Un Madrid repleto de teloneros pasó sin encanto por Bélgica, en una noche discreta pese a la lógica final del triunfo. Ante lo que viene Zidane cambió los nombres, pero la transformación resultó todavía más alargada. El técnico galo dispuso un 1-4-2-3-1 en ataque, cambiante a veces a un 1-4-3-3 en función de las apariciones de Isco en la base de la jugada. La composición no fue la causa de la falta de nervio en el juego blanco. El Madrid nunca tuvo profundidad, muy corto de dinamismo y de asociaciones interiores. Con Isco no fue suficiente. Vinicius casi nunca participó por dentro y Jovic expuso sus dificultades para actuar fuera del área. Al serbio le cuesta un mundo girar y en cada intervención retarda la circulación.

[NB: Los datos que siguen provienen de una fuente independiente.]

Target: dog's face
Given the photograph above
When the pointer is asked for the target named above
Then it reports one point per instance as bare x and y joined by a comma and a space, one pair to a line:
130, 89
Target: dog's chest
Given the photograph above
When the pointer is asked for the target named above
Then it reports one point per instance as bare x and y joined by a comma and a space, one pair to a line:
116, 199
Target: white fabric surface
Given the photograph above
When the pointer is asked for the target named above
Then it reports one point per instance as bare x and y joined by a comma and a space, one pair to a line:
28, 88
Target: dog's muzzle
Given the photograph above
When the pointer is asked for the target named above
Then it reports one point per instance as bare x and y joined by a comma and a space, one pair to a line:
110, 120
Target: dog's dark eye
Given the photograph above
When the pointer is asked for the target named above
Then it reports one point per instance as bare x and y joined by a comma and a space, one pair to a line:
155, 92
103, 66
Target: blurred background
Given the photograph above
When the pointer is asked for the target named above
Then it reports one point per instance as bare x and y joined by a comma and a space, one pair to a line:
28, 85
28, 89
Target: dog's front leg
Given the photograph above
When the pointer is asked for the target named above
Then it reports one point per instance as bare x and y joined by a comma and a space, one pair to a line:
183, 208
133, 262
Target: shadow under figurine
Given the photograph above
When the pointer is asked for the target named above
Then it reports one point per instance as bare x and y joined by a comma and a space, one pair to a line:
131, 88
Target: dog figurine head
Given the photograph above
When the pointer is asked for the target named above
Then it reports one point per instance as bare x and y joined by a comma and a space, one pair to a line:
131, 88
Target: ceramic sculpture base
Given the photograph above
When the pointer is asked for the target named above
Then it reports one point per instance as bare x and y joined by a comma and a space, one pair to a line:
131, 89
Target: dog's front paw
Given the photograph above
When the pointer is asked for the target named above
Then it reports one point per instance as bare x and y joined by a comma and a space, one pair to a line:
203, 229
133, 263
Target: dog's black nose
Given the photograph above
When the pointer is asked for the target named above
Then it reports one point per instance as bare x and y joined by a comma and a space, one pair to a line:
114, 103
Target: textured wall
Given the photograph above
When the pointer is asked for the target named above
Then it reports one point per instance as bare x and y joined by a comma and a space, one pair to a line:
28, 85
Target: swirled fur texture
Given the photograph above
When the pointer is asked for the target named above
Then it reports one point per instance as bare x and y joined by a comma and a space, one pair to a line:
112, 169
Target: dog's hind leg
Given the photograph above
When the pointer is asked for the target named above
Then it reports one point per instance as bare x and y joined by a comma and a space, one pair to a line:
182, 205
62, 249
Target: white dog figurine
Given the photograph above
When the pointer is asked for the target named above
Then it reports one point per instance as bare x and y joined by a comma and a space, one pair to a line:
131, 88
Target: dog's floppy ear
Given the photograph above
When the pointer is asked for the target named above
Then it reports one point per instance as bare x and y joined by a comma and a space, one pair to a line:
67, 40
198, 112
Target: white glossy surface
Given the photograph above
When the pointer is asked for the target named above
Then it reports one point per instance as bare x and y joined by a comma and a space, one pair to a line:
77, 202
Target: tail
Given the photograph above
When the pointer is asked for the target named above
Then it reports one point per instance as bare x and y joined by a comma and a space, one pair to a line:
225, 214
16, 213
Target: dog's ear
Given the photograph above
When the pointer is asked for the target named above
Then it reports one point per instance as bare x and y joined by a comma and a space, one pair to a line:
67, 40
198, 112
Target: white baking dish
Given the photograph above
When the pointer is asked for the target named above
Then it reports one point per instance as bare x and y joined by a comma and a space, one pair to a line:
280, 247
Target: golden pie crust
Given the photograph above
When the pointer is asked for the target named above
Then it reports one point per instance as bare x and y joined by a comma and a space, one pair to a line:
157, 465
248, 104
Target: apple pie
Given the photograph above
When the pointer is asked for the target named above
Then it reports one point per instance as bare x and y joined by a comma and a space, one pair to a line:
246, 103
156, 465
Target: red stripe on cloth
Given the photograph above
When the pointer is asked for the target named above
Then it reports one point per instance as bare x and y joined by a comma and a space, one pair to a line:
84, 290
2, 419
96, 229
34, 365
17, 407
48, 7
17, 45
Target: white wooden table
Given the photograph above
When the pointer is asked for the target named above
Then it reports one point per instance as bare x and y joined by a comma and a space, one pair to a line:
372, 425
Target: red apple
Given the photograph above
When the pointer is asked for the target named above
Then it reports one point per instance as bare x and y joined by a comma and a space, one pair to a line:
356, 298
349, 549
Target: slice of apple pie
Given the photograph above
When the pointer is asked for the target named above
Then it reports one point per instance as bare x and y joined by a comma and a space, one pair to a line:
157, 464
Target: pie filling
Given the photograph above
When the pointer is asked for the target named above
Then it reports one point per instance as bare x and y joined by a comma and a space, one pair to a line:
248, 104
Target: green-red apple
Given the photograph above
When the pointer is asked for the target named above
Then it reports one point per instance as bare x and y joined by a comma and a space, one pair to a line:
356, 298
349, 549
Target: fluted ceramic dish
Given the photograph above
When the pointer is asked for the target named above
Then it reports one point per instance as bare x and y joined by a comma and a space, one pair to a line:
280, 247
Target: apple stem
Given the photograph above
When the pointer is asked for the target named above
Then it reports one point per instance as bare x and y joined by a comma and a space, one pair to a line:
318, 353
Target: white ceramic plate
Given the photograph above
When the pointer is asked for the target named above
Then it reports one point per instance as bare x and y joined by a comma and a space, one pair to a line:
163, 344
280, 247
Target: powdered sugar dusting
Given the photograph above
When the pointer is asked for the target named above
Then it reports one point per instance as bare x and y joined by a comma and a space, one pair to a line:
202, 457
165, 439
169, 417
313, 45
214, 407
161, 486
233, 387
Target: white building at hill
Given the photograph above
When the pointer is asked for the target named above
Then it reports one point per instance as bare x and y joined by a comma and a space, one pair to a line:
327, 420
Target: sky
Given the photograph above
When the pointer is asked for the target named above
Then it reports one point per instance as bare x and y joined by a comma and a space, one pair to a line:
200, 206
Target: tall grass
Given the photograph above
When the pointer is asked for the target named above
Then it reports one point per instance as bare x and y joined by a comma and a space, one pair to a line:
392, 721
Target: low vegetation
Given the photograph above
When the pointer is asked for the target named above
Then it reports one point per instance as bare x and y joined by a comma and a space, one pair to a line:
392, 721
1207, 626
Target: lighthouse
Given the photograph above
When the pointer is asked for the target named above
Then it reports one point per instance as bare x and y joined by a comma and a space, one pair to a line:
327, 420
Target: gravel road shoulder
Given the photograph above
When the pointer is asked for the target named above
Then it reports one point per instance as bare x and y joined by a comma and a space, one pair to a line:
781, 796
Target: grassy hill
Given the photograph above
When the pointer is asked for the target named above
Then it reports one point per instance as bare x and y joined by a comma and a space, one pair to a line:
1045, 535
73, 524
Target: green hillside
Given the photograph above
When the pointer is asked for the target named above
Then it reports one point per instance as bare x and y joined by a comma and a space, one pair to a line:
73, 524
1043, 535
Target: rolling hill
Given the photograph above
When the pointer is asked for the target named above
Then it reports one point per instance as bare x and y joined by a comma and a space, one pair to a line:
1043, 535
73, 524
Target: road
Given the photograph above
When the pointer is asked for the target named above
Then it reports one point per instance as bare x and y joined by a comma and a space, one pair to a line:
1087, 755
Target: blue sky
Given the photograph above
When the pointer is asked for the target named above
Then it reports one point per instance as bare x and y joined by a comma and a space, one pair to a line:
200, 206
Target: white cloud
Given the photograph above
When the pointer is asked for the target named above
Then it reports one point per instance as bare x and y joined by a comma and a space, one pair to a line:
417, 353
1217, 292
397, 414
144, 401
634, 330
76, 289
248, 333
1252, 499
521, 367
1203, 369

Lo que no hizo Vinicius en la izquierda sí lo interpretó Rodrygo en la derecha. El brasileño se soltó en los pasillos centrales para liberar las incorporaciones de Odriozola y después atacar la zona de finalización como logró en el primer gol. Su movimiento resultó muy interesante, reciba o no, al generar el conflicto en la estructura defensiva del Brujas. Isco acometió maniobras similares y no paró de ofrecerse por todos los lugares del campo. La rehabilitación del malagueño marcha por el buen camino. Se tomó en serio un envite que el Madrid tramitó sin gracia con la mente en lo que le llega ahora.

La ayuda de Casemiro

El brasileño siempre está atento a la cobertura. Con Odriozola y Varane fuera de zona, cierra el espacio y despeja el balón. Sorprendió que completara los 90 minutos, un signo de que Zidane le puede reservar en Mestalla por la amenaza de las amonestaciones.